I am training a CNN on face images and I want it to perform classification and regression tasks at the same time. I figured out how to train the CNN as below:
resnet = tf.keras.applications.ResNet50(
include_top=False ,
weights='imagenet' ,
input_shape=(96, 96, 3) ,
pooling="avg"
)
for layer in resnet.layers:
layer.trainable = True
inputs = Input(shape=(96, 96, 3), name='main_input')
main_branch = resnet(inputs)
main_branch = Flatten()(main_branch)
expr_branch = Dense(8, activation='softmax', name='expr_output')(main_branch)
va_branch = Dense(2, name='va_output')(main_branch)

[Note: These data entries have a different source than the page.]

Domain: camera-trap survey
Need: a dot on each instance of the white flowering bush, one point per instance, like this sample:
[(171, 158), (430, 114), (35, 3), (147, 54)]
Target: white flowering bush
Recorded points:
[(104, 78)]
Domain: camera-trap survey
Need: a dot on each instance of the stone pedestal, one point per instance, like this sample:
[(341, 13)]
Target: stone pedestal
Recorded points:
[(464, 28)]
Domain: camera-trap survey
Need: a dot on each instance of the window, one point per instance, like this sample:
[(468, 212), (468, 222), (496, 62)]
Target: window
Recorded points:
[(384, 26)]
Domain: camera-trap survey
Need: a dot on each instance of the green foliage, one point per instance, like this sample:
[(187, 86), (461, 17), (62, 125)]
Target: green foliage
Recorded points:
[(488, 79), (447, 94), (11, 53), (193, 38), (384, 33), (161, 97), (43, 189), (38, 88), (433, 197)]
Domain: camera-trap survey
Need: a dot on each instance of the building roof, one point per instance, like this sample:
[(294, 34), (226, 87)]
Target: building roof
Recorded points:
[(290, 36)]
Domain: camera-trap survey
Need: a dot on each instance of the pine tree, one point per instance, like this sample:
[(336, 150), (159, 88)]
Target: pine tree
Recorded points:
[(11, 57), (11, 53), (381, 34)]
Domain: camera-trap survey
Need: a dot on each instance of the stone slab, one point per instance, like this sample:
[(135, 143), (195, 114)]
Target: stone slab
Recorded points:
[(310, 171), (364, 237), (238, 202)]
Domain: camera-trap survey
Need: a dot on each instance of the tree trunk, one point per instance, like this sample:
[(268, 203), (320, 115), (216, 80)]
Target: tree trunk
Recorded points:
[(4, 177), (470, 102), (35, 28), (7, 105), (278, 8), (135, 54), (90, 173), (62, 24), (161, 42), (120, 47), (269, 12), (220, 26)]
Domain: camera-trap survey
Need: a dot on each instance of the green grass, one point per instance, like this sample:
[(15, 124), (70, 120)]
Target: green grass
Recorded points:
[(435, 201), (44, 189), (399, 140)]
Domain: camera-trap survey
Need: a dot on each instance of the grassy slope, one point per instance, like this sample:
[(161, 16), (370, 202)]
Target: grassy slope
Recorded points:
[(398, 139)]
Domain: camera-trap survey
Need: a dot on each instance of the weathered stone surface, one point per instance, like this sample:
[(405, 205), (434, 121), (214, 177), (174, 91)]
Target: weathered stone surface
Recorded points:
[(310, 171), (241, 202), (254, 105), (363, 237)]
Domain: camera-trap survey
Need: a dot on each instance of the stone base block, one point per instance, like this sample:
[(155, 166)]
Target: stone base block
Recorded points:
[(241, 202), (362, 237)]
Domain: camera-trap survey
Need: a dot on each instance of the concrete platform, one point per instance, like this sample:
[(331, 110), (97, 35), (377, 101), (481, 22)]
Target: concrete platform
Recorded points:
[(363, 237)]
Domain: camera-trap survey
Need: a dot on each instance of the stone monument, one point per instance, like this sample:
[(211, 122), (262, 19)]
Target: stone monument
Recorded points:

model = Model(inputs = inputs,
outputs = [expr_branch, va_branch])
model.compile(optimizer=tf.keras.optimizers.Adam(learning_rate=0.0001),
loss={'expr_output': 'sparse_categorical_crossentropy', 'va_output':
'mean_squared_error'})
I want after every epoch to prin the accuracy and the mse metrics for each task. So far I have written the below:
checkpoint = tf.keras.callbacks.ModelCheckpoint(
model_path,
save_weights_only=True,
verbose=1
)
history = model.fit_generator(
train_generator,
epochs=2,
steps_per_epoch=STEP_SIZE_TRAIN_resnet,
validation_data=test_generator,
validation_steps=STEP_SIZE_TEST_resnet,
max_queue_size=1,
shuffle=True,
callbacks=[checkpoint],
verbose=1
)
When I had only the classification task I would write
checkpoint = tf.keras.callbacks.ModelCheckpoint(
model_path,
monitor='val_accuracy',
save_best_only=True,
mode='max',
verbose=1
)
which printed the val_accuracy at every epoch and saved the weights. How can I do the same (print mse and accuracy and save the weights after every epoch) at a multitask problem?